La Commission nationale de l'Informatique et des Libertés,

Saisie le 2 mai 2006 par l'Institut national des études démographiques d'une demande d'autorisation relative à la mise en oeuvre d'un traitement automatisé de données à caractère personnel ayant pour objet de permettre la réalisation d'une enquête sur l'intégration des secondes générations en Europe ;

Vu la convention no 108 du 28 janvier 1981 du Conseil de l'Europe pour la protection des personnes à l'égard du traitement automatisé des données à caractère personnel ;

Vu la directive no 95/46/CE du Parlement européen et du Conseil en date du 24 octobre 1995 relative à la protection des personnes physiques à l'égard du traitement des données à caractère personnel et à la libre circulation de ces données ;

Vu la loi no 78-17 du 6 janvier 1978 relative à l'informatique, aux fichiers et aux libertés, modifiée par la loi no 2004-801 du 6 août 2004 relative à la protection des personnes physiques à l'égard des traitements de données à caractère personnel ;

Vu le décret no 2005-1309 du 20 octobre 2005 pris pour l'application de la loi no 78-17 du 6 janvier 1978 relative à l'informatique, aux fichiers et aux libertés, modifiée par la loi no 2004-801 du 6 août 2004 ;

Après avoir entendu Mlle Anne Debet, commissaire, en son rapport, et Mme Pascale Compagnie, commissaire du Gouvernement, en ses observations,

Formule les observations suivantes :

La commission est saisie par l'Institut national des études démographiques (INED) de la mise en oeuvre d'un traitement automatisé de données à caractère personnel dans le cadre de sa participation à une enquête coordonnée au niveau européen par le réseau IMISCOE et financée pour partie par la Commission européenne. Ce traitement a pour finalité d'analyser et de comparer l'intégration des descendants d'immigrés dans plusieurs villes européennes.
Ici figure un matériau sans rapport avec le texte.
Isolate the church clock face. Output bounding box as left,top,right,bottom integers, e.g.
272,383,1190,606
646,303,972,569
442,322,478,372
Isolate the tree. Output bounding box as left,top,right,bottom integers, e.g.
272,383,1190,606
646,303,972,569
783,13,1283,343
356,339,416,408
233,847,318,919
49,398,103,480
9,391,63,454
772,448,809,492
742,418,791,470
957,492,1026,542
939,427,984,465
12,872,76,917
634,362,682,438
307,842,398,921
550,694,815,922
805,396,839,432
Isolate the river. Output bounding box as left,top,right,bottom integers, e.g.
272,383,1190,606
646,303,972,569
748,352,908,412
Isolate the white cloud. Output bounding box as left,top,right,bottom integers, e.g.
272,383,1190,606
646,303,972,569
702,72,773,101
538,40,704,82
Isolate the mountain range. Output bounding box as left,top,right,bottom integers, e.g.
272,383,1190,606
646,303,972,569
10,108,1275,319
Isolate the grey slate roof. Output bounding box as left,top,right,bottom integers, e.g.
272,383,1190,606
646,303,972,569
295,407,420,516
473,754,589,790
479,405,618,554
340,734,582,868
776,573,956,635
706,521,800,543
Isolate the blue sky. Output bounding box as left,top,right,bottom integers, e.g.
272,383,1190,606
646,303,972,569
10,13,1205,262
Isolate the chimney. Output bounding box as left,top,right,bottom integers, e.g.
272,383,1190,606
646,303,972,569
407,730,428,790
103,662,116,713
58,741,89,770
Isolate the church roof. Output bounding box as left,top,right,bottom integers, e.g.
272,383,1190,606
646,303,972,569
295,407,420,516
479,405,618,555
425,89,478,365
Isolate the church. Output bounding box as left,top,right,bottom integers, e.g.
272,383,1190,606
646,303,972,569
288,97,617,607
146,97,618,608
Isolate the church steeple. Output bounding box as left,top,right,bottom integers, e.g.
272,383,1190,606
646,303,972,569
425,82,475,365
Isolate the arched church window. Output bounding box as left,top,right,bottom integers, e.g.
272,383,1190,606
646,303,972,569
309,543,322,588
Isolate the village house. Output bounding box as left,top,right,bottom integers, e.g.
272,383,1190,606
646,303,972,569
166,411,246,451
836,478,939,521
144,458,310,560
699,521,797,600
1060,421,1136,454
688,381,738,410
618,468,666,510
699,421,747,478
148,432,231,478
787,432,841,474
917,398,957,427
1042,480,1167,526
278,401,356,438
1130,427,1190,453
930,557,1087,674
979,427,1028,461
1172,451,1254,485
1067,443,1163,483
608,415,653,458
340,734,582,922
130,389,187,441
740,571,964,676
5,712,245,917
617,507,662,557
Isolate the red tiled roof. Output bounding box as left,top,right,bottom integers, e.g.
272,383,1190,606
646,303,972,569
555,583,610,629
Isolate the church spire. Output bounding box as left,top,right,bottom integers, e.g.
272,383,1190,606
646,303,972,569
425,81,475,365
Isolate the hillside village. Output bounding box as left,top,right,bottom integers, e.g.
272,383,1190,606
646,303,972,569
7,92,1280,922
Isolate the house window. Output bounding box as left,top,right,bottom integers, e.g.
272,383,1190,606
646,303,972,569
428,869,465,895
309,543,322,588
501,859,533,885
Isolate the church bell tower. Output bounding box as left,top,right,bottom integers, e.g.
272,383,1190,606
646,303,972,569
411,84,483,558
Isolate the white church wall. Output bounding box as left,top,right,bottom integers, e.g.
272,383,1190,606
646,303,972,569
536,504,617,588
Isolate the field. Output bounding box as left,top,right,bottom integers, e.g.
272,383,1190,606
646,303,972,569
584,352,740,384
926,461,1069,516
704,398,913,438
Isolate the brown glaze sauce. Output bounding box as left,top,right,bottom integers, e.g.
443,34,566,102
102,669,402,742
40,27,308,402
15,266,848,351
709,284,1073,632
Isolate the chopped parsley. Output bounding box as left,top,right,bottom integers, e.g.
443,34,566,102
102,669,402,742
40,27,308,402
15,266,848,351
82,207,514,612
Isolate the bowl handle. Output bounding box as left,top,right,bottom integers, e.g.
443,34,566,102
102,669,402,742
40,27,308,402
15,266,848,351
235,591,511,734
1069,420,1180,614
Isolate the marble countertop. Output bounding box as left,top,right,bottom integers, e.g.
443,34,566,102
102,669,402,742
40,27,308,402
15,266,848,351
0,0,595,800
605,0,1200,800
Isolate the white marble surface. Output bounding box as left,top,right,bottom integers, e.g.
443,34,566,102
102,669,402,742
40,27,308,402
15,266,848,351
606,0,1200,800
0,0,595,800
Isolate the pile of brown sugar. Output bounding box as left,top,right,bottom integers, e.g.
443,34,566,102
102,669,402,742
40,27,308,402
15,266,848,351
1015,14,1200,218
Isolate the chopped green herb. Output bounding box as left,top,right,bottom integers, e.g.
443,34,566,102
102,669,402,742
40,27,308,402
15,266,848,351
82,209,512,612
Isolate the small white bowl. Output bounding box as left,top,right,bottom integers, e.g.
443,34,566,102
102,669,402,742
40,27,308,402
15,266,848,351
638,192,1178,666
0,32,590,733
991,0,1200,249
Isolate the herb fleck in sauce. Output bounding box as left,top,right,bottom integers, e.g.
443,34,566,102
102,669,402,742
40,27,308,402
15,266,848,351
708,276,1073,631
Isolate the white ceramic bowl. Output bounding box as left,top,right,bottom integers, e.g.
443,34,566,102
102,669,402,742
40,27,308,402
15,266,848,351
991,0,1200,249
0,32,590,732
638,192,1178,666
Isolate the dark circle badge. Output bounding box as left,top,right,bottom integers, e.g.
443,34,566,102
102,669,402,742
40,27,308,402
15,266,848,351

Le protocole d'enquête est commun à toutes les équipes de recherche et prévoit un questionnaire identique s'adressant à des personnes âgées de 18 à 35 ans, nées dans le pays d'enquête et dont au moins un parent est natif de Turquie, du Maroc ou de l'ex-Yougoslavie.

L'enquête qui serait réalisée en France porterait sur 1 500 personnes résidant à Paris et à Strasbourg. Dans chaque ville, seraient concernées 750 personnes réparties de la manière suivante : 250 personnes nées en France dont un parent est natif du Maroc, 250 personnes nées en France dont un parent est natif de Turquie, 250 personnes nées en France et dont les deux parents sont nés en France.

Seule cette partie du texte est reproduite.